Model Validation Controller

This project is a proof of concept based on the sigstore/model-transperency-cli. It offers a Kubernetes/OpenShift operator designed to validate AI models before they are picked up by actual workload. This project provides a webhook that adds an initcontainer to perform model validation.

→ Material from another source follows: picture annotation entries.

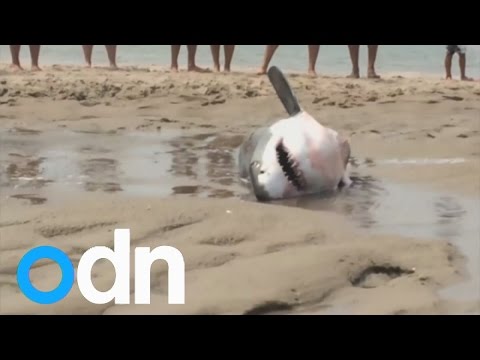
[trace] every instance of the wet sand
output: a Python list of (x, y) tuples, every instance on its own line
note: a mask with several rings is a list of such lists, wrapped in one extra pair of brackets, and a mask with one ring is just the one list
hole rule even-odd
[[(303, 106), (350, 137), (354, 184), (260, 204), (235, 156), (285, 116), (265, 77), (2, 66), (0, 313), (480, 313), (479, 83), (292, 74)], [(18, 292), (31, 247), (76, 265), (116, 228), (182, 251), (185, 305), (167, 304), (163, 263), (149, 306), (92, 305), (76, 285), (51, 306)], [(112, 270), (95, 265), (99, 289)], [(38, 263), (31, 278), (47, 290), (60, 273)]]

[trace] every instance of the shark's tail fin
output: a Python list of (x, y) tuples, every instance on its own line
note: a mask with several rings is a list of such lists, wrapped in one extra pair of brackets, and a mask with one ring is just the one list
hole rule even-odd
[(288, 115), (295, 116), (302, 112), (300, 104), (282, 71), (276, 66), (272, 66), (268, 70), (268, 78), (270, 79), (277, 96), (287, 110)]

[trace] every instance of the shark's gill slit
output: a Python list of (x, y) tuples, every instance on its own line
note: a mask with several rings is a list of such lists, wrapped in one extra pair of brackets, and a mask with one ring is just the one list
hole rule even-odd
[(295, 186), (295, 188), (297, 188), (297, 190), (302, 190), (304, 182), (302, 175), (298, 170), (298, 164), (295, 162), (295, 159), (292, 158), (285, 145), (283, 145), (283, 141), (278, 143), (276, 151), (278, 163), (280, 164), (285, 177), (293, 184), (293, 186)]

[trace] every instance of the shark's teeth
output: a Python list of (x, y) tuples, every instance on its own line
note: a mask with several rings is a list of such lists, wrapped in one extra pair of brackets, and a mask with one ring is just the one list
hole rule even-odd
[(276, 148), (277, 151), (277, 160), (280, 164), (280, 167), (285, 174), (288, 182), (295, 186), (295, 188), (301, 191), (305, 187), (305, 178), (302, 171), (298, 168), (297, 161), (293, 158), (292, 154), (283, 144), (283, 141), (280, 141)]

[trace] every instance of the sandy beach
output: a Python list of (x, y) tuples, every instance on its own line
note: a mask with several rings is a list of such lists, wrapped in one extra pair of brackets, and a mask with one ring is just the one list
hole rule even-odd
[[(286, 116), (264, 76), (0, 65), (0, 314), (480, 314), (480, 83), (288, 75), (350, 138), (345, 192), (261, 204), (240, 184), (238, 146)], [(161, 262), (149, 306), (19, 292), (30, 248), (76, 266), (118, 228), (183, 253), (185, 305), (167, 304)], [(30, 276), (60, 280), (47, 262)], [(99, 290), (114, 276), (95, 265)]]

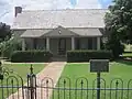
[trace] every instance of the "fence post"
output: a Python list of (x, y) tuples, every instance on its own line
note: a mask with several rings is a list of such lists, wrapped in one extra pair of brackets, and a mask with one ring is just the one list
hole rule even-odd
[(100, 72), (97, 73), (97, 99), (100, 99)]
[(36, 94), (36, 78), (35, 78), (35, 75), (33, 74), (33, 67), (32, 67), (32, 64), (31, 64), (31, 68), (30, 68), (31, 73), (30, 75), (28, 75), (28, 90), (30, 90), (30, 99), (36, 99), (35, 98), (35, 94)]

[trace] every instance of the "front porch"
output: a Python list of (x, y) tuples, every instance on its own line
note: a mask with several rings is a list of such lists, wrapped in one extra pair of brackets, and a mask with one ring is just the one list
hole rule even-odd
[(70, 50), (100, 50), (100, 37), (23, 38), (22, 50), (45, 50), (53, 55), (66, 55)]
[(100, 50), (102, 34), (99, 29), (56, 29), (26, 30), (22, 50), (46, 50), (53, 55), (66, 55), (70, 50)]

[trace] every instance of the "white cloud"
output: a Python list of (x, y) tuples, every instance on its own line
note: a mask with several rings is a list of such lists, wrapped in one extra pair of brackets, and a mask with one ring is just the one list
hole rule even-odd
[[(70, 0), (0, 0), (0, 21), (12, 24), (14, 7), (30, 10), (72, 9)], [(98, 0), (78, 0), (75, 9), (100, 8)], [(6, 14), (4, 14), (6, 13)], [(4, 14), (4, 15), (3, 15)]]

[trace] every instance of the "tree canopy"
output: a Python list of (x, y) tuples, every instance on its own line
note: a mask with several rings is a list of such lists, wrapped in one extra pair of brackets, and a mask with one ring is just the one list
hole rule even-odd
[(113, 0), (105, 22), (106, 30), (118, 40), (132, 40), (132, 0)]
[(0, 42), (9, 40), (11, 37), (10, 25), (0, 22)]

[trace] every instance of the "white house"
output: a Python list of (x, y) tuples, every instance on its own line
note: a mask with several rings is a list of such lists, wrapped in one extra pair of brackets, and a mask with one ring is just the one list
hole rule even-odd
[(22, 50), (41, 48), (54, 55), (70, 50), (100, 50), (106, 9), (22, 10), (15, 7), (11, 26)]

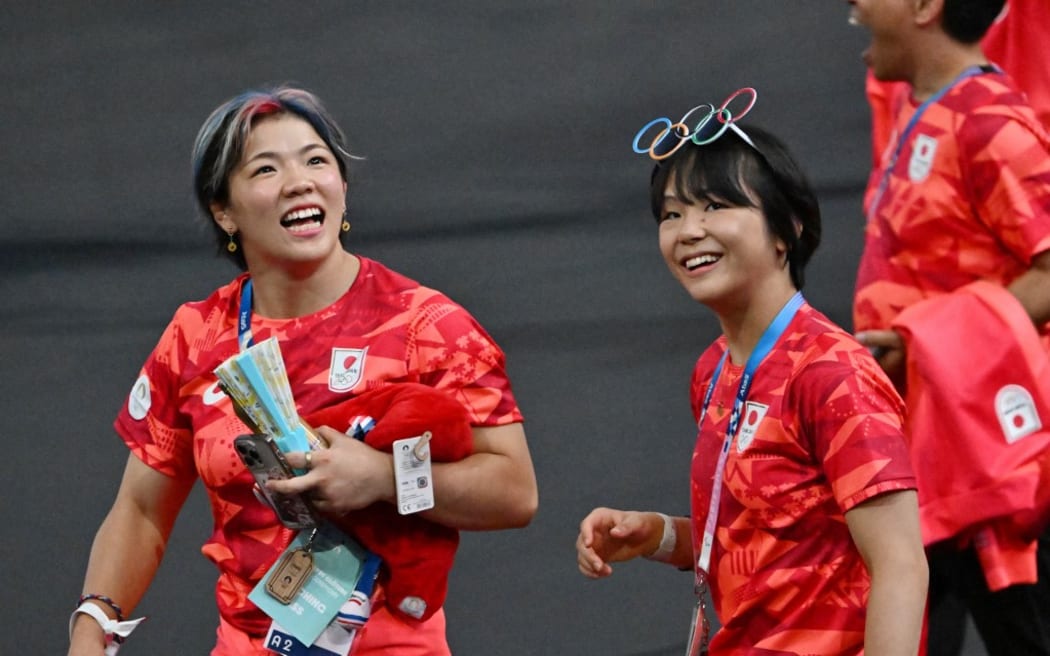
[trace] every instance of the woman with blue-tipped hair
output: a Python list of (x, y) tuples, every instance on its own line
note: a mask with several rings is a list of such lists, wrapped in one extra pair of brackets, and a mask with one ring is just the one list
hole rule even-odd
[[(462, 404), (472, 452), (433, 463), (425, 520), (476, 530), (530, 522), (537, 483), (504, 354), (448, 297), (346, 249), (351, 160), (338, 125), (302, 89), (240, 94), (201, 128), (197, 204), (219, 252), (242, 273), (177, 309), (117, 417), (130, 454), (94, 538), (69, 654), (114, 653), (134, 628), (125, 614), (150, 585), (197, 479), (214, 517), (203, 552), (219, 571), (212, 654), (270, 653), (264, 639), (273, 622), (249, 596), (295, 531), (256, 493), (233, 445), (249, 430), (213, 373), (269, 338), (278, 340), (302, 417), (402, 382)], [(339, 430), (316, 429), (329, 447), (288, 453), (289, 465), (306, 472), (276, 491), (303, 494), (331, 517), (393, 507), (394, 457)], [(440, 604), (391, 602), (383, 580), (380, 573), (363, 628), (335, 638), (338, 653), (447, 654)]]

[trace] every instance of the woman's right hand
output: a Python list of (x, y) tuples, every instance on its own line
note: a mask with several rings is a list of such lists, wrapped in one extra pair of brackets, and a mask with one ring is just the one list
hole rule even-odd
[(576, 565), (588, 578), (612, 574), (610, 563), (648, 555), (659, 547), (664, 520), (655, 512), (595, 508), (580, 523)]

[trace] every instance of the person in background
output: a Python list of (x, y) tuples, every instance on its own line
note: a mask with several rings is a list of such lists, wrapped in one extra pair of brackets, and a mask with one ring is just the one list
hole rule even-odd
[[(146, 592), (197, 479), (214, 516), (203, 552), (219, 571), (212, 654), (270, 653), (262, 647), (270, 618), (248, 595), (295, 532), (253, 492), (233, 447), (246, 427), (213, 374), (245, 343), (279, 339), (302, 417), (396, 383), (448, 395), (468, 410), (474, 448), (434, 463), (435, 506), (423, 516), (471, 530), (530, 522), (537, 483), (504, 354), (445, 295), (346, 250), (351, 158), (339, 126), (299, 88), (242, 93), (202, 126), (193, 147), (197, 203), (219, 252), (243, 273), (178, 308), (117, 417), (130, 454), (91, 548), (70, 655), (116, 650), (112, 622)], [(317, 430), (330, 448), (288, 457), (309, 469), (296, 491), (332, 516), (394, 503), (391, 453)], [(418, 622), (396, 610), (380, 586), (354, 654), (449, 653), (440, 608)]]
[(908, 407), (929, 653), (958, 653), (942, 613), (958, 598), (990, 654), (1046, 656), (1050, 534), (1024, 517), (1050, 458), (1050, 394), (1029, 375), (1050, 353), (1050, 137), (982, 49), (1003, 0), (849, 4), (870, 75), (905, 90), (865, 194), (854, 324)]
[[(693, 571), (690, 654), (914, 655), (926, 562), (903, 404), (870, 354), (803, 300), (819, 205), (778, 139), (736, 124), (740, 96), (744, 114), (750, 88), (689, 122), (657, 119), (634, 144), (657, 160), (664, 260), (722, 331), (691, 383), (691, 514), (595, 508), (578, 566), (602, 578), (640, 556)], [(720, 622), (710, 643), (708, 591)]]

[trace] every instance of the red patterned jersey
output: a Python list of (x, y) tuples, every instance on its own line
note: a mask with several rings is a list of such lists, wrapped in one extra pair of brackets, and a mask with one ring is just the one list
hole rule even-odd
[[(904, 101), (896, 134), (918, 108)], [(856, 330), (886, 329), (912, 303), (974, 280), (1008, 284), (1050, 249), (1050, 136), (1006, 76), (957, 83), (921, 114), (896, 164), (892, 149), (866, 196)]]
[[(1047, 0), (1007, 0), (999, 20), (981, 40), (981, 49), (989, 61), (1003, 68), (1025, 92), (1036, 115), (1050, 129), (1050, 62), (1045, 45), (1050, 42), (1050, 2)], [(866, 92), (872, 109), (873, 165), (892, 136), (896, 108), (901, 96), (908, 93), (906, 82), (880, 82), (867, 75)]]
[[(726, 347), (719, 338), (697, 361), (697, 419)], [(726, 361), (699, 427), (691, 477), (697, 554), (742, 373)], [(916, 487), (902, 414), (867, 351), (803, 304), (756, 369), (720, 482), (709, 569), (722, 627), (711, 654), (862, 653), (870, 578), (844, 514)]]
[[(252, 317), (256, 342), (278, 339), (300, 416), (404, 381), (447, 390), (476, 426), (522, 420), (503, 352), (463, 308), (376, 261), (360, 261), (353, 285), (332, 305), (294, 319)], [(269, 618), (248, 593), (294, 532), (256, 500), (233, 449), (233, 439), (248, 429), (212, 373), (237, 353), (244, 279), (175, 312), (114, 425), (150, 467), (201, 478), (214, 520), (202, 551), (219, 570), (219, 613), (257, 633)]]

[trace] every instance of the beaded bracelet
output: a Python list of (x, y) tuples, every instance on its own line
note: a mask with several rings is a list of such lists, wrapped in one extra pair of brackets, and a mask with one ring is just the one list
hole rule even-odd
[(121, 607), (117, 606), (116, 601), (113, 601), (104, 594), (82, 594), (80, 595), (80, 600), (77, 601), (77, 607), (80, 608), (80, 606), (84, 604), (84, 601), (87, 601), (89, 599), (94, 599), (96, 601), (102, 601), (109, 608), (113, 609), (113, 612), (117, 613), (117, 621), (124, 621), (124, 611), (121, 610)]

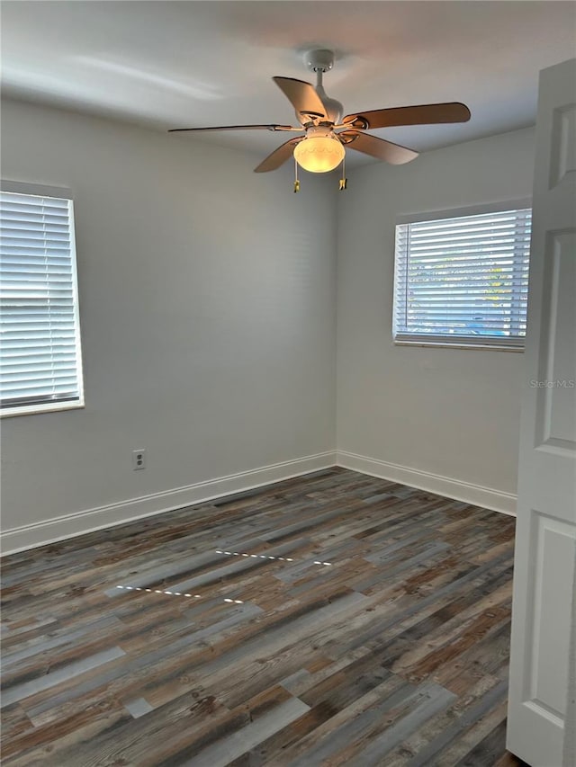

The operator uses a custom resource to define how the models should be validated, such as utilizing Sigstore or public keys.

Features

Model Validation: Ensures AI models are validated before they are used by workloads.
Webhook Integration: A webhook automatically injects an initcontainer into pods to perform the validation step.
Custom Resource: Configurable ModelValidation custom resource to specify how models should be validated.
- Supports methods like Sigstore, pki or public key validation.
Continuous Validation: Optional periodic re-validation of models using Kubernetes native sidecars (requires Kubernetes 1.28+).

Prerequisites

Kubernetes 1.29+ or OpenShift 4.16+ (Kubernetes 1.28+ for continuous validation)
Proper configuration for model validation (e.g., Sigstore, public keys)
A signed model (e.g. check the testdata or examples folder)

Installation

The operator can be installed via kustomize using different deployment overlays.

Production Deployment

For production environments with cert-manager integration:

Prerequisites: Install cert-manager first:

kubectl apply -f https://github.com/cert-manager/cert-manager/releases/download/v1.17.2/cert-manager.yaml

Then deploy the operator:

kubectl apply -k https://github.com/sigstore/model-validation-operator/config/overlays/production # or local kubectl apply -k config/overlays/production

Testing Deployment

For testing environments with manual certificate management:

kubectl apply -k https://github.com/sigstore/model-validation-operator/config/overlays/testing # or local kubectl apply -k config/overlays/testing

Development Deployment

For development environments, deploying the operator without the webhook integration:

kubectl apply -k https://github.com/sigstore/model-validation-operator/config/overlays/development # or local kubectl apply -k config/overlays/development

OLM Deployment

For OpenShift/OLM environments:

kubectl apply -k https://github.com/sigstore/model-validation-operator/config/overlays/olm # or local kubectl apply -k config/overlays/olm

Uninstall

To uninstall the operator, use the same overlay you used for installation:

kubectl delete -k config/overlays/production

Configuration Structure

The operator uses a kustomize based, overlay configuration structure, aiming to separate generated content from environment specific content:

config/ ├── crd/ # Custom Resource Definitions ├── rbac/ # RBAC permissions ├── webhook/ # Webhook configuration ├── manager/ # Controller manager deployment ├── manifests/ # OLM manifests ├── components/ # Reusable components │ ├── webhook/ # Webhook service component │ ├── certmanager/ # Certificate manager component │ ├── manual-tls/ # Manual TLS configuration │ ├── metrics-port/ # Metrics configuration │ └── webhook-replacements/ # Webhook configuration replacements └── overlays/ # Environment-specific overlays ├── production/ # Production (cert-manager) ├── development/ # Development (operator only, no webhooks) ├── testing/ # Testing (manual, self-signed certs) └── olm/ # OpenShift/OLM

Certificate Management

The operator supports different certificate management approaches:

Production: Uses cert-manager for automatic certificate management
- ⚠️ Important: The default cert-manager configuration uses self-signed certificates
- For production environments, you should configure cert-manager with a proper CA issuer
Development: Does not use certificates, there are no webhook configurations in this overlay
Testing: Uses manual, self-signed certificate management for testing scenarios
OLM: Uses OLM's built-in certificate management for OpenShift deployments

Running the Webhook Server Locally

The webhook server requires TLS certificates. When you run the operator locally, certificates will be generated automatically:

make run

This command will start the webhook server on https://localhost:9443, using the generated certs.

Known limitations

The project is at an early stage and therefore has some limitations.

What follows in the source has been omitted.